J’ai été tellement surpris par cette dernière remarque que j’ai failli laisser tomber la bouteille à moitié vide. Claudio a continué :
– Enfin, à toi de voir. Qu’est-ce que tu crois, que Beckett ne rigolait jamais, qu’il était toujours déprimé ? Il est même probable que Borges voyait quelque chose ! Il suffit d’être un peu malin, c’est tout.
– Et qu’est-ce que je fais ? Je me teins les cheveux en vert ?
– Non, ça, c’est des trucs de rocker. Là, c’est du sérieux. Ça pourrait faire un bon détail, mais du coup il faudrait que tu passes ton temps à dire des choses incompréhensibles et à jouer les modernes. Je ne crois pas que ça te réussirait. Tu pourrais tromper les magazines, mais pas la postérité.
– Alors ?
– Eh bien, tu pourrais commencer par parler d’une enfance difficile, un père qui te frappait, tous ces trucs ressassés mais qui marchent toujours. Les gens adorent le malheur d’autrui. Que tu sois là-haut, mais que tu souffres comme un pachyderme… Attends, laisse-moi réfléchir… Quoi d’autre ? Avec ça, ça ne suffit pas…
– Et l’écrivain rocker ?
– Non, s’il te plaît, pas ça ! À l’heure actuelle, tous ceux qui ont moins de soixante ans écoutent ou ont écouté du rock. Ce qui serait bizarre, ce serait que tu te peignes la gueule comme un Papou et que tu fasses la danse de la pluie à tous les salons du livre. Mais ça, tu ne peux pas l’inventer du jour au lendemain… Ça y est ! Pourquoi je n’y ai pas pensé avant ? Le fils de l’officier nazi !
– Quoi ?
C’en était trop. Mon cerveau avait commencé à se liquéfier sous l’effet de l’alcool et mes oreilles avaient cessé de répondre de ce qu’elles entendaient. Il fallait arrêter tout cela avant qu’il ne soit trop tard.

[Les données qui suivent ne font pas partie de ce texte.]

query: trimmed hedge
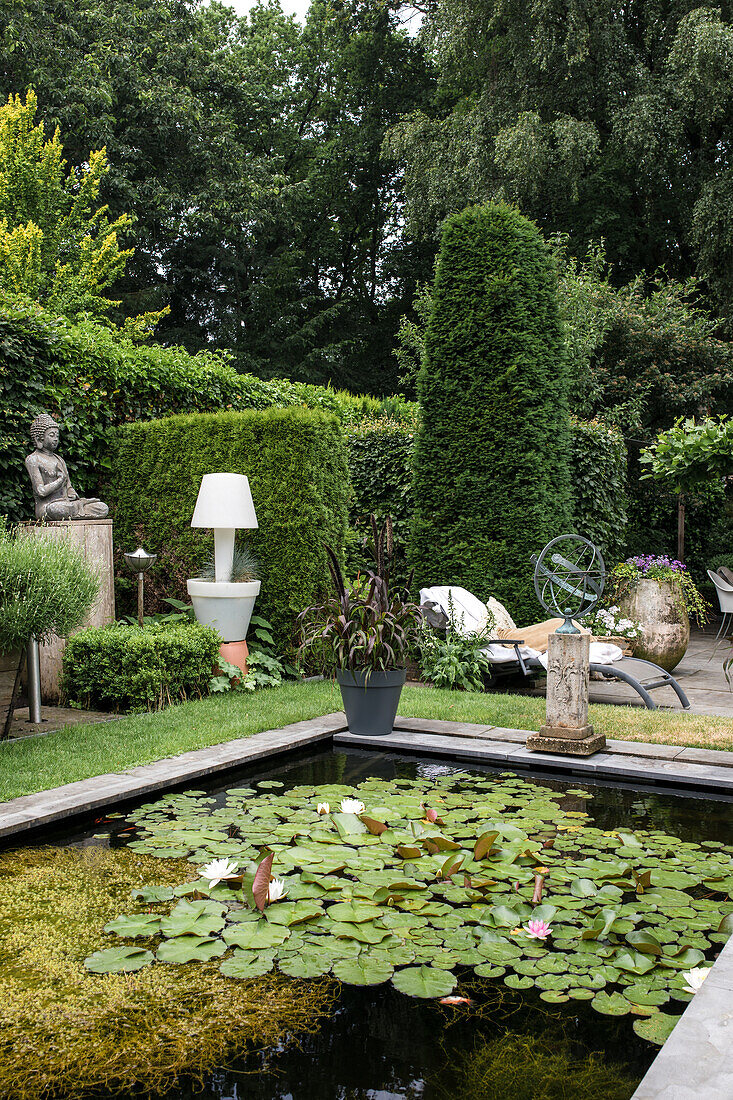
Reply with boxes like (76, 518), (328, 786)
(63, 623), (220, 711)
(0, 295), (414, 520)
(411, 204), (572, 622)
(569, 417), (628, 569)
(346, 417), (417, 583)
(109, 408), (350, 649)
(347, 417), (625, 579)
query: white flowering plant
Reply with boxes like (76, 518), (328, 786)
(581, 605), (641, 641)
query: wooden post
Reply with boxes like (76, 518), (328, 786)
(527, 634), (605, 756)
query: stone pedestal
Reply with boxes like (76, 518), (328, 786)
(22, 519), (114, 703)
(527, 634), (605, 756)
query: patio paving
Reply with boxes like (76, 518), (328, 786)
(521, 624), (733, 718)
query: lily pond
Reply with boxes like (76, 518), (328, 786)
(5, 752), (733, 1100)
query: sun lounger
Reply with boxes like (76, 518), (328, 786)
(420, 585), (690, 711)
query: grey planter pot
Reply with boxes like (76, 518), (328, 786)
(619, 576), (690, 672)
(336, 669), (407, 737)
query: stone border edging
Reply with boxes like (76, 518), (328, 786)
(0, 713), (346, 839)
(333, 715), (733, 795)
(632, 938), (733, 1100)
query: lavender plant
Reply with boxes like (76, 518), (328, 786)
(0, 528), (99, 653)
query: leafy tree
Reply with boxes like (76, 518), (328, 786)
(0, 91), (132, 315)
(0, 0), (433, 392)
(641, 417), (733, 561)
(389, 0), (733, 323)
(411, 205), (571, 618)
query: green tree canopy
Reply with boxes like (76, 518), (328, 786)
(0, 91), (132, 315)
(389, 0), (733, 317)
(0, 0), (433, 393)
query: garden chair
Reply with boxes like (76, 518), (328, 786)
(708, 569), (733, 641)
(420, 585), (690, 711)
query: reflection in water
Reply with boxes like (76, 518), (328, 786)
(48, 750), (733, 1100)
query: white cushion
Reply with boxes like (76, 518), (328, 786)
(486, 596), (516, 638)
(420, 584), (489, 637)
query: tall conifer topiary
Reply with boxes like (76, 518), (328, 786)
(411, 204), (572, 623)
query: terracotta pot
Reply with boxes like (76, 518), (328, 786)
(219, 641), (250, 683)
(619, 576), (690, 672)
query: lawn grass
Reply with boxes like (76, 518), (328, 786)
(0, 682), (733, 801)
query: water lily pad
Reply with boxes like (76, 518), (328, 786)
(84, 947), (153, 974)
(223, 921), (291, 950)
(277, 952), (332, 978)
(333, 955), (394, 986)
(328, 901), (383, 924)
(634, 1012), (680, 1046)
(161, 899), (225, 936)
(392, 966), (456, 998)
(157, 936), (227, 963)
(591, 990), (631, 1016)
(219, 952), (274, 978)
(105, 913), (161, 937)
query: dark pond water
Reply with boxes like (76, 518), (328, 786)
(56, 751), (733, 1100)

– Tu ne m’as pas raconté l’autre jour que ton père était un officier nazi ?
– Mais tu es complètement fou ! Je t’ai dit que mon père avait combattu pendant la guerre, mais il n’était que soldat. En plus, c’était plutôt vers la fin, vers 1945, et il avait à peine dix-huit ans ! En réalité, il allait surtout à une sorte de colonie de vacances des Jeunesses hitlériennes.

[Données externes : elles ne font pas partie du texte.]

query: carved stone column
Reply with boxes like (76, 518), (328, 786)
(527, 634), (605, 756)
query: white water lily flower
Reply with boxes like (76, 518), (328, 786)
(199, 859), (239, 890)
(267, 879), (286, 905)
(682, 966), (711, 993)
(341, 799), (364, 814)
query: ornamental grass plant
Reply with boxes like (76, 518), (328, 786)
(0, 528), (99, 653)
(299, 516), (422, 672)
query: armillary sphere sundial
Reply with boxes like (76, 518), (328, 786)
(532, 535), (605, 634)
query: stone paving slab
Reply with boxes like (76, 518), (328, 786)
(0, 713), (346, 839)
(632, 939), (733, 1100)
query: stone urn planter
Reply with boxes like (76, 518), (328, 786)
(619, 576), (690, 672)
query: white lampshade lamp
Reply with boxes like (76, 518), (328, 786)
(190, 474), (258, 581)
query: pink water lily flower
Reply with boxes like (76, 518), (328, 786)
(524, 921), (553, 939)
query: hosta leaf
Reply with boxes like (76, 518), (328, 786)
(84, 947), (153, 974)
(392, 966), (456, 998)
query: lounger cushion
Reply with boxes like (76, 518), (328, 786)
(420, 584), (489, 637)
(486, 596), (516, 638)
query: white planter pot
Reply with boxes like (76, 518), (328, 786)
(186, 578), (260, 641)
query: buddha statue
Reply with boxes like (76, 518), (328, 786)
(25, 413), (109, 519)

– Ça n’a aucune importance. Personne ne va te demander des papiers. Est-ce qu’on a demandé à Conrad les papiers qui prouvaient qu’il avait réellement été marin ? Non, tout le monde l’a cru sans broncher. Et puis, en réalité, tant mieux : qu’il y ait des détracteurs, que l’on fasse des enquêtes, que des énergumènes apparaissent pour dire que ton père était indien, ou qu’il était né à Tucumán, ou qu’il est allé à tel ou tel lycée… Ou, je ne sais pas, que tu es le neveu de Hitler, pourquoi pas ? Ça ferait une bonne couverture de magazine. En plus, ta mère était un peu juive, n’est-ce pas ?
– Non, rien à voir.
– Oui, mais il y avait quelque chose de ce genre… Quelque chose qui la mettait, théoriquement, dans le camp opposé à celui de ton vieux.

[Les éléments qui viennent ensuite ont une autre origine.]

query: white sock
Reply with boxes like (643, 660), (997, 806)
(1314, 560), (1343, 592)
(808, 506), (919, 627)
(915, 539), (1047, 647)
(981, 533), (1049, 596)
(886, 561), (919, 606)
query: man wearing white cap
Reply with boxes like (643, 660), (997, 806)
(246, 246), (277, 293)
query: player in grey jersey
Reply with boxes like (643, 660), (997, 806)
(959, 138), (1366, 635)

– Je ne sais pas… (Je me suis efforcé de rire, avec le peu d’énergie qui me restait.) Elle militait au parti communiste quand elle était à l’université…
– C’est pareil. En tout cas, dis que ton arrière-grand-mère était un peu juive, qu’elle s’appelait Slotopolsky, ou quelque chose du genre. Ou qu’on t’a fait une bar-mitsvah par erreur, un soir que le rabbin était saoul. Peu importe. Tout ce que tu prétendras être vrai, si c’est suffisamment anecdotique, ce sera vrai. La vérité n’est que le sédiment qui reste de tous les mensonges les plus colorés ! Rentre chez toi, écris quelque chose sur ton père et après, si tu veux, on le lit ensemble. Je peux être ton agent. « Le fils de l’officier allemand. La connexion argentine. L’or nazi. Le fils du SS et de la trotskiste raconte tout dans son nouveau livre. » Le coup littéraire du siècle. Ça ne peut pas foirer.
– Tu te fous de ma gueule ?
– Non. Rentre chez toi et écris. Tu ne disais pas que tu avais du talent ? Maintenant il faut le prouver ! Brode un peu : s’il a tué un type, mets qu’il en a exterminé cinq mille.
– Mais mon vieux ne m’a jamais rien raconté de la guerre ! Une fois, il m’a même juré qu’il n’avait tué personne. Et ça fait plus de dix ans qu’il est mort !
– Alors écris qu’il en a tué cinquante mille, car tu vas avoir besoin de beaucoup plus de foi et de force dans ton mensonge. Vas-y. Si tu as un problème, appelle-moi.

Et c’est comme ça que j’ai fini par écrire ce livre absurde.